Der Modellwechsel von 790 zu 890 Duke könnte allerdings selbst bei Experten der Materie für spontante Verwirrung sorgen. Denn bereits im Frühjahr 2020 war die edle, 13.899 Euro teure R-Version einer 889-Kubik-Variante präsentiert worden – erst jetzt, knapp ein Jahr später, folgt die dazugehörige, Euro-5-konforme Basisversion um wohlfeile 12.099 Euro, die nun in der Produktpalette endgültig den Platz der 790 Duke einnimmt. Die Brennraumvergrößerung verhilft der Standard-Duke ab sofort zu potenten 115 statt der bisherigen 105 PS, das Drehmoment wächst von 87 auf 92 Newtonmeter.
Gleich eines vorweg, bevor wir uns der profanen Leistungsverherrlichung schuldig machen: Den größten Praxisunterschied im Fahrverhalten zwischen 790 und 890 Duke macht die um 20 Prozent vergrößerte Schwungmasse an der Kurbelwelle des Reihenzweizylinders.

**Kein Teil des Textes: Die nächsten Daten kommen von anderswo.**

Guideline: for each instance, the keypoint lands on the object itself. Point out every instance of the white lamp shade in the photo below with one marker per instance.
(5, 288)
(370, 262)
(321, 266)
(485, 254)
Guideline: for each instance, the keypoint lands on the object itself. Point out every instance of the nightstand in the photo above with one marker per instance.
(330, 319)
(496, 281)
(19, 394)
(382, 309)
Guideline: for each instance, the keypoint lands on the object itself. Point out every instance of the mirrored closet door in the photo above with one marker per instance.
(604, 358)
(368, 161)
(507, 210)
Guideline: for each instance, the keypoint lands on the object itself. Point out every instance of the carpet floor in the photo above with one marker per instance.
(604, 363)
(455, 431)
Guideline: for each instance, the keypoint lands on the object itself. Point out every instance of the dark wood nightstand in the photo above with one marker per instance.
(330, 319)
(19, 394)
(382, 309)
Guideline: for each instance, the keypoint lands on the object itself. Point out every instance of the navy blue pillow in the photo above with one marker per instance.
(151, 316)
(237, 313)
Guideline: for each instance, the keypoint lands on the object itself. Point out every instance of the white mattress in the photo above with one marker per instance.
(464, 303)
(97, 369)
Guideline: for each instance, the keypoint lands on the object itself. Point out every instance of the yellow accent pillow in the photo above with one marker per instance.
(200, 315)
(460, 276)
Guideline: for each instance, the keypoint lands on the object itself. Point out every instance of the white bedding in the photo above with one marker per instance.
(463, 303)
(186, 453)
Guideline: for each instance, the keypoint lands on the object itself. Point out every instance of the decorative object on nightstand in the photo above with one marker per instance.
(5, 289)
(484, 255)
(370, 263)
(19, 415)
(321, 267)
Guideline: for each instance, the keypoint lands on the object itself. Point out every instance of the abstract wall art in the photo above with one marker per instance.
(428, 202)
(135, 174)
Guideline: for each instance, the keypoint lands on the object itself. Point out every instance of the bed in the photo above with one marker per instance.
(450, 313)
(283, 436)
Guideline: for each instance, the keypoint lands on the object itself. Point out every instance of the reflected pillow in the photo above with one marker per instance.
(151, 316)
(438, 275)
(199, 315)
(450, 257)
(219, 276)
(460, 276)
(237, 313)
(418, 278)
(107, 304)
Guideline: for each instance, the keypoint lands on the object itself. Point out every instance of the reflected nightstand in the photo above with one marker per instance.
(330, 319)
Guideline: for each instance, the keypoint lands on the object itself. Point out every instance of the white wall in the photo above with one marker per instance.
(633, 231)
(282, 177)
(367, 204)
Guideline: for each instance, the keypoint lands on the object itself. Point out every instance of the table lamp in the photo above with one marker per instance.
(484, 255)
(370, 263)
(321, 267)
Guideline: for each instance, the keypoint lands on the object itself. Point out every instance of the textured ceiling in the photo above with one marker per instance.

Sie verhilft der 890 Duke (wie schon ihrer in den Ausgaben 4 und 5/2020 ausführlich behandelten R-Schwester) zu ungeahnter Kultiviertheit bei niedrigen Drehzahlen.
Dass die 890 Duke beim Direktvergleich mit ihrer 790er-Vorgängerin rein technisch in allen Belangen die Nase vorne hat, versteht sich fast von selbst und braucht an dieser Stelle nicht in alle Details zerpflückt werden. Nicht unerwähnt wollen wir jedoch lassen, dass die viel gelobte 790 bei ihrem Marktstart bereits zum fairen Basispreis beinahe mit Elektronik-Vollausstattung ausgeliefert wurde. Für die 890 Duke orientiert sich KTM jetzt dagegen an dem lukrativeren Konzept der R-Version: Viel Nützliches und Begehrenswertes ist ab nun aufpreispflichtig.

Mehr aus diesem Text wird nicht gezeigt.